I think we're all familiar with the account of the twelve spies sent out to survey the land that the Lord had promised them. Even though the land was flowing with milk and honey and had everything God's people could ever want, ten of the twelve spies decided that it wasn't worth the trouble because the land was currently being occupied by many enemies, including giants. They chose to ignore God's promise and declared to the children of Israel that it was just too difficult. They would have to live somewhere else.
Two of those spies, however, decided to take God at His word and tried to convince the people that they could not fail when God was on their side. And while Joshua is not mentioned in the above verses, we know that God honored his faithfulness. But this morning, I want to focus on the phrase in verse 24: "But my servant Caleb, because he had another spirit with him." Another spirit? Huh? What's God talking about? Was Caleb possessed? Well, sort of.
You see, the ten spies had some spirits of their own. They were each possessed with the spirit of fear, doubt and even pride. God told them straight out that this was their new home, and they said, "Nope, this won't work." How arrogant! They were afraid of the giants in the land. They were fearful of what it was going to cost them to try and drive out the existing inhabitants of the land. And they doubted that God's aid would make any difference.
Caleb, on the other hand, had a different spirit. Where they had fear, he had faith. When they doubted, he stood strong on God's promise. When they shook their heads and said, "No way," he reminded them, "Have you forgotten Who we serve and all that He's done for us?" His spirit was positive and encouraging. He offered the people hope and an end to their endless days of travel. He saw a victory even though it hadn't occurred yet because He trusted in God with all his heart.
When comparing these spirits, does a particular verse come to mind? For God hath not given us the spirit of fear; but of power, and of love, and of a sound mind. (II Timothy 1:7) So basically, this verse tells us that Caleb had the spirit of God. He exemplified power, love and a sound mind. The other ten spies, however, displayed fear and doubt, which according to Timothy is not of God. Well, if it's not from God, where did it come from? Since fear is the exact opposite of faith, I think it's safe to say that its source is the exact opposite of God. Yep, these men had the spirit of the devil in them. It was that sly old serpent who led them to fear and convinced them that God's way wouldn't work. And sadly, they heeded his direction, and it cost them. . . a lot!
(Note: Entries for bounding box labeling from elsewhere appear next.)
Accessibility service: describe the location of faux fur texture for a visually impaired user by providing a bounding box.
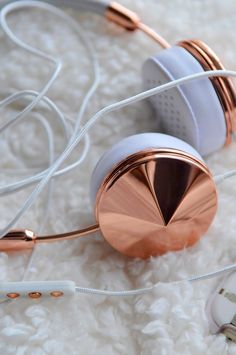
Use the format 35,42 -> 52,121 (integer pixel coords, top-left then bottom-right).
0,0 -> 236,355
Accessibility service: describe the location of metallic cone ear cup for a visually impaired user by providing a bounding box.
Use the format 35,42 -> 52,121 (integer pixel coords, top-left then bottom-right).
95,149 -> 217,259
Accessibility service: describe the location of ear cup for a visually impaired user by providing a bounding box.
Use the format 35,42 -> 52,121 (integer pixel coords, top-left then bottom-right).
91,133 -> 217,258
143,46 -> 226,156
90,133 -> 202,205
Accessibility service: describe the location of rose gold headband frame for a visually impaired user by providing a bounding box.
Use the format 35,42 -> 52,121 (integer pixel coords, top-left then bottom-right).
0,2 -> 233,251
0,2 -> 170,251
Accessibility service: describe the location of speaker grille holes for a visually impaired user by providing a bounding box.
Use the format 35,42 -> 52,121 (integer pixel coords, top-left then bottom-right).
144,73 -> 194,143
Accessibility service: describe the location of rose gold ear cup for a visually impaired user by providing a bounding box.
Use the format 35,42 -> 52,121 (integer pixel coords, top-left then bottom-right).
95,149 -> 217,259
178,40 -> 236,145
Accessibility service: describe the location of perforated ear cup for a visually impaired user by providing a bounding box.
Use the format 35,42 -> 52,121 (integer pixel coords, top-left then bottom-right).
143,46 -> 226,156
90,133 -> 202,205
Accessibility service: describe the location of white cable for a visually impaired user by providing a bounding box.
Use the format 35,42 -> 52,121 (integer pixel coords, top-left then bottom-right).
0,90 -> 70,140
0,70 -> 236,236
22,112 -> 54,281
75,264 -> 236,297
0,1 -> 99,236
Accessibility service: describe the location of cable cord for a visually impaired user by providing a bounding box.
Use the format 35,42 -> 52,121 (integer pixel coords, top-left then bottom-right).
0,70 -> 236,236
75,264 -> 236,297
0,1 -> 236,296
0,1 -> 99,236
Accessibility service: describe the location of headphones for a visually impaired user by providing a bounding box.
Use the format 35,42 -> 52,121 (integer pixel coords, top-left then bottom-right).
0,0 -> 236,298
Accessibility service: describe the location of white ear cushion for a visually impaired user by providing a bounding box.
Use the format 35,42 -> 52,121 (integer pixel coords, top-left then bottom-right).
90,133 -> 202,205
143,46 -> 226,156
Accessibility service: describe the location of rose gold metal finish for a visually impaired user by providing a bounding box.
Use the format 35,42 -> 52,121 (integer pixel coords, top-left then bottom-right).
7,292 -> 20,299
35,224 -> 100,243
178,40 -> 236,145
106,2 -> 170,48
95,149 -> 217,259
138,22 -> 171,48
50,291 -> 64,297
28,292 -> 42,299
0,224 -> 99,252
105,2 -> 140,31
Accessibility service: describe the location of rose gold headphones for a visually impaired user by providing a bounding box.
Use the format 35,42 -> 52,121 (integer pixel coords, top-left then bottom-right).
0,1 -> 236,258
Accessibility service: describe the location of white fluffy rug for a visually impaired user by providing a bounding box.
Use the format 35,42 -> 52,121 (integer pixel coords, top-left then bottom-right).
0,0 -> 236,355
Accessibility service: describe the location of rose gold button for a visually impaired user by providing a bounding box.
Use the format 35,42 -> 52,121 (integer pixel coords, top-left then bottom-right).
29,292 -> 42,298
7,292 -> 20,299
50,291 -> 64,297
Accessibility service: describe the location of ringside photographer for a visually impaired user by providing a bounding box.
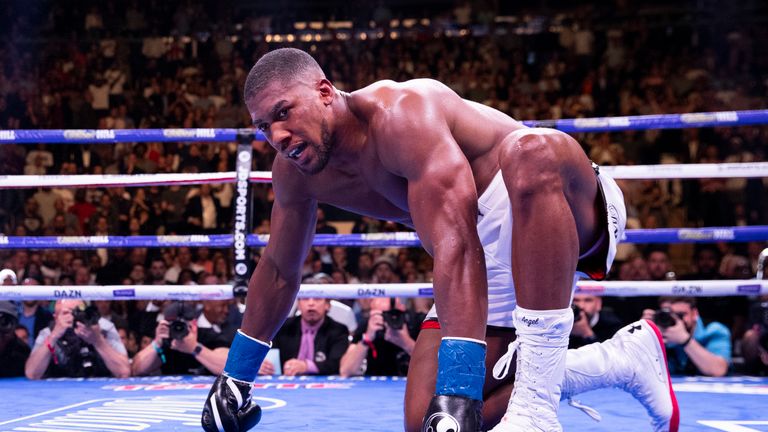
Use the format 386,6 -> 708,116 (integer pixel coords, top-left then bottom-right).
24,300 -> 131,379
643,297 -> 731,377
741,301 -> 768,375
340,298 -> 424,376
132,300 -> 231,376
0,301 -> 29,378
568,294 -> 623,348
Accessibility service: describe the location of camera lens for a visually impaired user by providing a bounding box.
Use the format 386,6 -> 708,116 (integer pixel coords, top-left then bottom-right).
168,320 -> 189,340
653,308 -> 676,329
0,313 -> 16,333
So, I ask you, friend, what kind of spirit do you have today? Is it a spirit of faith that uplifts and encourages or a spirit of fear that leaves your heart heavy and your mind racing? One is a gift from God; the other is a curse. You have a choice in which one you accept, so choose wisely. After all, your decision won't only affect you, just as the decision of the ten spies didn't only affect them. The entire congregation suffered because of their lack of faith. Let's be careful not to cause any suffering because of ours.